With the arrival of the Macan SUV, Porsche has adopted an Audi platform, which means a longitudinally mounted engine sitting ahead of the front axle line. Despite a couple of decades of massaging this unique layout, it is not an ideal starting point for a vehicle that Porsche insists on calling a ‘sports car’.
The Macan may be the sister car to the Audi Q5, but that does not mean it is a clone: Porsche says some ‘two thirds’ of the car’s components have been ‘replaced or modified’. Autocar understands that the Macan shares a floor and crash structure with the Q5, as well as the lower half of the door structures.
The front and rear suspension set-ups are also basically the same, though Porsche has re-tuned the springs, dampers, anti-roll bars and added quicker steering and its own six-pot monobloc brakes at the front. In terms of the running gear – aside from the option of air suspension, which the Q5 doesn’t get – the biggest change is the addition of Porsche’s own 7-speed PDK transmission.
This is natively a rear-wheel drive set-up and sends 80 per cent of the engine’s torque rearwards in normal driving conditions. This re-biasing of the drivetrain has necessitated a new, stronger, final drive unit on the rear axle.
What Porsche calls the ‘hang on’ four-wheel drive system – a propshaft which takes power from the rear end of the transmission and sends it forwards to the front wheels – can send 100 per cent of torque to the front wheels if the rear wheels have no traction.
The Macan is also marked out by a lower driving position than the Audi. The seat mounting has been modified, as have the mounts for the steering column, to allow the wheel to be mounted in a, flatter, ‘more 911-like’ position.

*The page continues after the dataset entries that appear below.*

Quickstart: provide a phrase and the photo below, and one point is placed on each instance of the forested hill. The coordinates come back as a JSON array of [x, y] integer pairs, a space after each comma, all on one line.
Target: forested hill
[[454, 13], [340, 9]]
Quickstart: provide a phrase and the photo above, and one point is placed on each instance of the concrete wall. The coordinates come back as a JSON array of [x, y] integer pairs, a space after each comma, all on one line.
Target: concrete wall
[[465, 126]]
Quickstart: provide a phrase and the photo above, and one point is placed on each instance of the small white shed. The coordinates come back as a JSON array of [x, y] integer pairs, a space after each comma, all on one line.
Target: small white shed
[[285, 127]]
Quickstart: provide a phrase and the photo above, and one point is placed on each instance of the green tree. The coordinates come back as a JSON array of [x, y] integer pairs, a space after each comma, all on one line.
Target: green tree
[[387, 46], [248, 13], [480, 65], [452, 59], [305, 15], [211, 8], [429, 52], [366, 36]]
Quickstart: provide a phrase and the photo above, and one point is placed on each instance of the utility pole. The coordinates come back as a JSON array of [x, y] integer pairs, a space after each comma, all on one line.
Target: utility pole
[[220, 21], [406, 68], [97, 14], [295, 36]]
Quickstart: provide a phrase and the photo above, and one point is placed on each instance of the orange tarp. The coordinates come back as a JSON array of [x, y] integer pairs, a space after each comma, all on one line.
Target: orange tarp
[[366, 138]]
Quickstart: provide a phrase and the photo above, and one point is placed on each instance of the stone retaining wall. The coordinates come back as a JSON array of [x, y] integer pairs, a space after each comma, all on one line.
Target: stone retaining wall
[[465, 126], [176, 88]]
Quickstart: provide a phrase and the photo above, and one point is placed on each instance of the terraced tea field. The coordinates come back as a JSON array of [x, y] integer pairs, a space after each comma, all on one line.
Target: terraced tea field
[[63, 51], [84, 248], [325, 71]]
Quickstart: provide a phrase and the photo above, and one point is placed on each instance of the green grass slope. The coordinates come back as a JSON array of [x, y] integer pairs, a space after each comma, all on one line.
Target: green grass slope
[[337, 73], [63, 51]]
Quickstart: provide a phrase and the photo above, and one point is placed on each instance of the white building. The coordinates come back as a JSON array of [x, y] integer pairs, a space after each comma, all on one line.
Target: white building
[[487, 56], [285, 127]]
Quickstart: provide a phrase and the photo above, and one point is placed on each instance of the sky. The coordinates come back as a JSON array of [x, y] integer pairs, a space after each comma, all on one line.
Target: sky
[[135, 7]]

Porsche’s now-familiar interior design has also been plumbed into the car along with rather shapely sports seats. The upshot, for the driver, is that when sitting in the Macan you will never guess that there are the bare bones of an Audi Q5 under the carpet.
Porsche’s engineers say that the aim with the Macan was to provide the sharpest steering, snappiest acceleration and shift action and deliver the best all-round responsiveness of any SUV of this size.
Despite being the smaller sister to the Cayenne, the Macan is not as capacious as you might expect. The cockpit is satisfyingly snug (mainly thanks to the vast centre console) and beautifully made, but the rear package is tighter, with knee and headroom only just adequate for a six-footer. The boot is also on the smaller side because of a high floor and the steeply sloping tailgate.
A few laps of a test track and a short burst of off-roading in the front seat of the £43,300 Macan Diesel S (which has a 254bhp 3.0-litre V6 diesel engine good for 46.3mpg and 0-62mph in 6.3sec) was enough to test Porsche’s central claim of class-leading responsiveness.
This ex-Panamera and Cayenne engine is impressively refined in the Macan and has substantial low to mid-range punch, enough to make the two, rather thirstier, petrol engines redundant. As Porsche’s test driver pushed the car hard around the circuit, it appears to be much less understeery (hardly washing out when driven hard into a tight bend) than the Q5 as well less obviously nose heavy (the Macan has a weight spilt of 53/47 front-rear).